Рассказ «Опавшие листья» был написан от недостатка любви, конечно же, женской. В ту пору мне часто снились женщины в красивых одеяниях, в бальных платьях... Но я никому об этом не говорил, а просто писал.
«Тени океана» — это рассказ о жертвенности и материнстве. Не так было с произведением «Блаженная». В этом рассказе мне хотелось указать путь к вере, простой, полудетской и наивной, но вере, которая ведёт к свету. Для этого я взял за основу рассказ Куприна «Олеся» и кое-что переставил местами. И ведь получилось! И пермию я получил от губернатора заслуженную, кто бы чего ни говорил.
«Смотритель маяка» — это фантасмагория про войну, после которой наступает покой, но без забвения.
Первым моим секретарём была бабуля, а куда же без неё. Когда я обдумывал «Блаженную», бабуля приехала и начала ворчать, что у вас в доме этого нет, вот этого нет... А я ей в ответ:
— Давай работать. Это сейчас всё равно не появится.
Она соглашалась. А потом, когда я закончил диктовать, с удивлением спросила:
— А про что это?
Я со слезами на глазах сказал:
— Про жизнь, наверное.
— А чего плачешь? Выдумал про какую-то дурочку. Она что, из деревни?
— Нет, — сказал я, — она оттуда... — И показал пальцем наверх.
— А плакать зачем?
— Не знаю, просто чувства.
После рассказов я стал сочинять книжку «Зеркала». И она занимает в моей жизни особое место. В ней вымысел тесно переплетён с правдой, которую я видел тогда и вижу сейчас. Я пытался ответить на вопросы, волновавшие меня в то время и волнующие  сейчас. Думаю, кое-что получилось.

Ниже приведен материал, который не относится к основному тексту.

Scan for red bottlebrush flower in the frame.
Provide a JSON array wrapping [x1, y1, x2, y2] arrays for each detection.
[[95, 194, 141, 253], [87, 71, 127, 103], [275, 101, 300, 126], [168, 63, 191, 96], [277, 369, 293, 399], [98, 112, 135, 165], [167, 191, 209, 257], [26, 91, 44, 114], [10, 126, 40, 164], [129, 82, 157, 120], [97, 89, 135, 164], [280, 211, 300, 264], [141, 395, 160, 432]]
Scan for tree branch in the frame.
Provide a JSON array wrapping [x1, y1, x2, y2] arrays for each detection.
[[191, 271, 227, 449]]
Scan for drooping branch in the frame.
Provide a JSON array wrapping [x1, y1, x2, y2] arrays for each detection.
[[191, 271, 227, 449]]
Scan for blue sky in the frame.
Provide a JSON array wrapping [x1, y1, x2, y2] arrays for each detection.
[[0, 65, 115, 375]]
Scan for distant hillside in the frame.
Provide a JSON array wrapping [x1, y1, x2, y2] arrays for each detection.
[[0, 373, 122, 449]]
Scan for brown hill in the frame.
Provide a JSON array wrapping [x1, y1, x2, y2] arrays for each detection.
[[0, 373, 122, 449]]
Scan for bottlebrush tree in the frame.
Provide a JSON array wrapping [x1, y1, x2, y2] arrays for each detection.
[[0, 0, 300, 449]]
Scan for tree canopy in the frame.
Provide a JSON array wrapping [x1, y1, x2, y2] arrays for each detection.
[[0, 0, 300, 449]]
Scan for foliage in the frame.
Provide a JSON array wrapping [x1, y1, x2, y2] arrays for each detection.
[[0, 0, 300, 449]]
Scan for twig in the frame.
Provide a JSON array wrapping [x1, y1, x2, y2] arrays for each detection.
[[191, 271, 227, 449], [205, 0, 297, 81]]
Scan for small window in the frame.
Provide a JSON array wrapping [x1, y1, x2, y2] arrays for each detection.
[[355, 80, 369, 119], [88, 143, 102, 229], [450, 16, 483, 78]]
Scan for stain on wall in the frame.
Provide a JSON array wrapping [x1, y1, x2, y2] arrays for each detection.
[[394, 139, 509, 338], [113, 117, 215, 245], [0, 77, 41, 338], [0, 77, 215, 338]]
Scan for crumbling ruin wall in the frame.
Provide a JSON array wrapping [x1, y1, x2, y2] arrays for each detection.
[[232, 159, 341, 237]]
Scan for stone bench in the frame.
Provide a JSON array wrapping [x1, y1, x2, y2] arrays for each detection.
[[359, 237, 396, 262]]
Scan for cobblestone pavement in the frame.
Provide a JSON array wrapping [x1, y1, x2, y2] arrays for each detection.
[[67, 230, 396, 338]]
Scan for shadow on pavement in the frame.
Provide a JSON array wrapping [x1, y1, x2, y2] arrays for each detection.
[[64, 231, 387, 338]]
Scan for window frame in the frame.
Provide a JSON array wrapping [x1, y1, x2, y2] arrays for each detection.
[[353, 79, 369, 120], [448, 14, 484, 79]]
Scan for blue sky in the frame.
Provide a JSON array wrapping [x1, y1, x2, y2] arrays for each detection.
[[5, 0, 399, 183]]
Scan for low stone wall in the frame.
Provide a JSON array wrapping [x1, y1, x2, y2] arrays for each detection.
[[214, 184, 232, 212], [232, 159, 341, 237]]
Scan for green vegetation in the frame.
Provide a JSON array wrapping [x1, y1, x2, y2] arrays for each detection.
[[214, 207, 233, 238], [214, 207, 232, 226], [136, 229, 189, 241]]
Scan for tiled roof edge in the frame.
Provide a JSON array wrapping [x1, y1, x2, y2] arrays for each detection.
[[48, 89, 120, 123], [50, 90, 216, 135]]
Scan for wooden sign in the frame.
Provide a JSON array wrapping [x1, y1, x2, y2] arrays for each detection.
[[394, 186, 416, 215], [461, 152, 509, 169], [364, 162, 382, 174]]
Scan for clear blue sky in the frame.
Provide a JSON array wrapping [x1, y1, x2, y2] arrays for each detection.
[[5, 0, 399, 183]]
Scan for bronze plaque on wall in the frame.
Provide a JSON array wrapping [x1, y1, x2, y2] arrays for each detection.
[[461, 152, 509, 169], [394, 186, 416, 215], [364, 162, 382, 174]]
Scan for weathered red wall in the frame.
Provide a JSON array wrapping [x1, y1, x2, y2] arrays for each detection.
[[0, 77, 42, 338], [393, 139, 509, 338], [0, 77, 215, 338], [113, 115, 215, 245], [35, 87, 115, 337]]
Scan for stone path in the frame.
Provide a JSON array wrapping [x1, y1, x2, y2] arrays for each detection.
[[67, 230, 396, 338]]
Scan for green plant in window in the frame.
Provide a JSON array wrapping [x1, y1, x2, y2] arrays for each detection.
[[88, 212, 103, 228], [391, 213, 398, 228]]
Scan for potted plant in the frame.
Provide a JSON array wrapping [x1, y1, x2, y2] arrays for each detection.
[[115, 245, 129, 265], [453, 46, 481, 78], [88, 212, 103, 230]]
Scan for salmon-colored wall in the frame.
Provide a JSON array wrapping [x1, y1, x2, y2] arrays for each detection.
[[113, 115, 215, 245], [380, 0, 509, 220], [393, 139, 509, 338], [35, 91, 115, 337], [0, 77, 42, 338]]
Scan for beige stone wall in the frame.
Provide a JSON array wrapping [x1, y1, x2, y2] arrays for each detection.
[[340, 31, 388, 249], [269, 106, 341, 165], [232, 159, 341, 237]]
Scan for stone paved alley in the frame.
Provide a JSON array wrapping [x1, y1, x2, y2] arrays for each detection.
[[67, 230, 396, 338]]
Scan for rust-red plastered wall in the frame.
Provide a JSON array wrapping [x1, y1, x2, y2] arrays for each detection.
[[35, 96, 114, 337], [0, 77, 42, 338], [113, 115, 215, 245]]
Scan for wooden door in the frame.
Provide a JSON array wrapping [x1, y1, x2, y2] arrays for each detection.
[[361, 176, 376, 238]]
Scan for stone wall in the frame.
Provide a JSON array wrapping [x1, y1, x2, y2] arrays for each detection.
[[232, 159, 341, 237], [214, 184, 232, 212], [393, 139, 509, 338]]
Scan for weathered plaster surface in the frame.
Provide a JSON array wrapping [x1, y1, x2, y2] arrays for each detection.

Вторая моя книжка «Две повести» — ещё одна фантасмагория. «Одиссея Альфы» и «Вверх по реке» — уже не вопросы и ответы, это карнавал, порой мрачный, порой весёлый и дурашливый маскарад. И роднит его с этим зрелищем то, что он хорошо заканчивается. Маски сброшены, актёры раскланялись, пора уходить. Занавес опущен.

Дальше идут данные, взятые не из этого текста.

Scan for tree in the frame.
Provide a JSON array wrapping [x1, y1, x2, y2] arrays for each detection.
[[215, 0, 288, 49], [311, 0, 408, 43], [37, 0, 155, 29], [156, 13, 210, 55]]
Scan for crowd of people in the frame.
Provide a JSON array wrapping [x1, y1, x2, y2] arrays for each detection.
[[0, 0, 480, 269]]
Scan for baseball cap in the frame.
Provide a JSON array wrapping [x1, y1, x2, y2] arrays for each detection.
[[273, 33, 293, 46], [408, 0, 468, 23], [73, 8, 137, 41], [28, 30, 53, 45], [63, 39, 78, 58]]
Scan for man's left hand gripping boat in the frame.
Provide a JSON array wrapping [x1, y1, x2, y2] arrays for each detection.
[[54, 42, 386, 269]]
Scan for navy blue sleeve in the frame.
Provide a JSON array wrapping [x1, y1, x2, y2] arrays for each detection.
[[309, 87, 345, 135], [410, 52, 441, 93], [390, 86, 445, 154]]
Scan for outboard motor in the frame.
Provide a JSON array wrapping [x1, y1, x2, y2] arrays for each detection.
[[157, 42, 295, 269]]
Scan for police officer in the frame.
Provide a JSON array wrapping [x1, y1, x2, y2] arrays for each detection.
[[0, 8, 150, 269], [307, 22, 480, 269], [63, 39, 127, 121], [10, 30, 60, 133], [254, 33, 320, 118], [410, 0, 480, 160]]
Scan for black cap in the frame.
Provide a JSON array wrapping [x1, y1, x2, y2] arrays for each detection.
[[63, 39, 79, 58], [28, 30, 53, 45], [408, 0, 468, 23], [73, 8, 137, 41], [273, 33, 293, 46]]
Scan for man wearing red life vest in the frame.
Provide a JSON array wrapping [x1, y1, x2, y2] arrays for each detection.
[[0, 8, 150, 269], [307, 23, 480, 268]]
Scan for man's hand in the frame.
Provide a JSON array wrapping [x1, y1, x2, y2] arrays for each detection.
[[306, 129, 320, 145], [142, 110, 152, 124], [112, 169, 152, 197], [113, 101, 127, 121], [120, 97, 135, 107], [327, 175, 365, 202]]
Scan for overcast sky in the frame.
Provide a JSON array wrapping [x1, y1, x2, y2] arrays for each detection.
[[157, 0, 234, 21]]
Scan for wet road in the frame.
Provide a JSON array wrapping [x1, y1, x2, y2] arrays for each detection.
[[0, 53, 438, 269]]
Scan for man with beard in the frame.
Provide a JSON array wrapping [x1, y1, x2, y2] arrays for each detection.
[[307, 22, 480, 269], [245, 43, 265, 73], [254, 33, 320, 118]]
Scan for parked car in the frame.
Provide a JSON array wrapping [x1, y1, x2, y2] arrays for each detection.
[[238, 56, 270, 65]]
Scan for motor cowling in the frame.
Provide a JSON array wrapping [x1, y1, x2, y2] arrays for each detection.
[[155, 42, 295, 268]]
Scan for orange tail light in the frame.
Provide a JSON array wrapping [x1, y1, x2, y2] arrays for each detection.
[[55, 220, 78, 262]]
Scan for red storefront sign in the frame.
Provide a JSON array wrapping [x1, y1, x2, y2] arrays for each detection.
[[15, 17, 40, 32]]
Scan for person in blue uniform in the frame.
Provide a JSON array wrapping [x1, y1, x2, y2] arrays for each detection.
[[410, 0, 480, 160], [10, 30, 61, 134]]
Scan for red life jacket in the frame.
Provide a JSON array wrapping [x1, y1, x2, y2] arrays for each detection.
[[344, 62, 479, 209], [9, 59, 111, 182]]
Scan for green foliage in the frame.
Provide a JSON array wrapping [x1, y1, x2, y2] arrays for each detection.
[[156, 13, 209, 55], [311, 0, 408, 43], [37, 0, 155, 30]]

Если кто-то во второй моей книжке будет искать философию, то её там нет. Там есть абсурд и гротеск. И ещё там есть гипертрофированная реальность, чем-то похожая на нашу. Взять хотя бы огненные стрелы или палача, который стал шутом. Эти образы навеяны военными событиями на южном Кавказе. Так сложились карты.

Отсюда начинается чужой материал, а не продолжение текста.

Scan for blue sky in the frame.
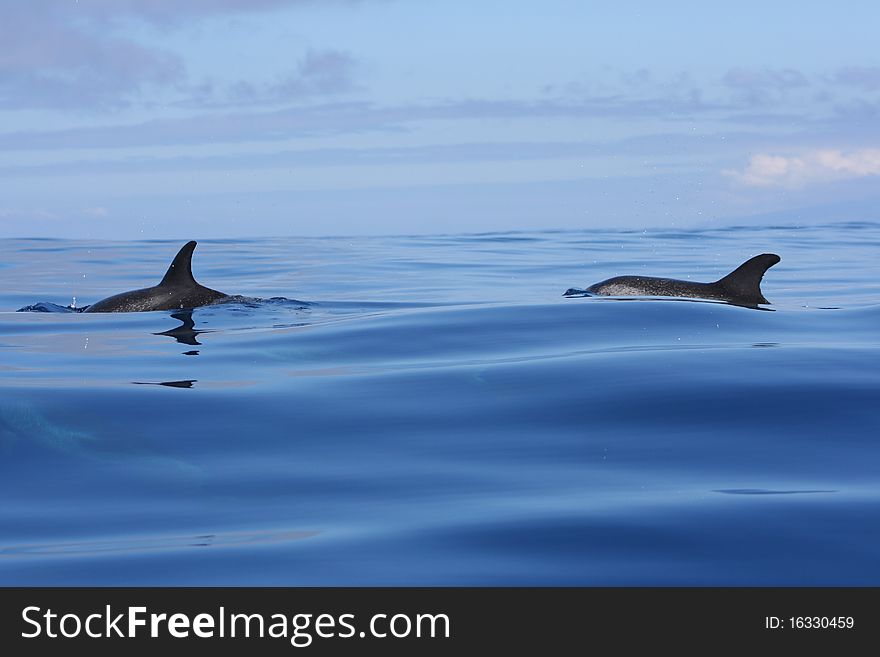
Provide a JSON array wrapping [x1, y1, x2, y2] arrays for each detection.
[[0, 0, 880, 239]]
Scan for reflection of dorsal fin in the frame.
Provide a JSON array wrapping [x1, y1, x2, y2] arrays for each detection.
[[718, 253, 781, 303], [159, 242, 198, 286]]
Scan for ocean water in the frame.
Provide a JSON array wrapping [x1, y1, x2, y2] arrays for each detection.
[[0, 223, 880, 586]]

А творчеством своим я доволен, поскольку не повторился ни разу. Это ведь тоже надо уметь.

Глава пятнадцатая. Палата №6

К знаменитому произведению А.П. Чехова всё нижесказанное не имеет никакого отношения. Я расскажу о том, что пережил сам.
В девяностые годы я оставался желторотым юнцом. Поворотной точкой изменения моего характера явилось пребывание в больнице. Попал я туда следующим образом.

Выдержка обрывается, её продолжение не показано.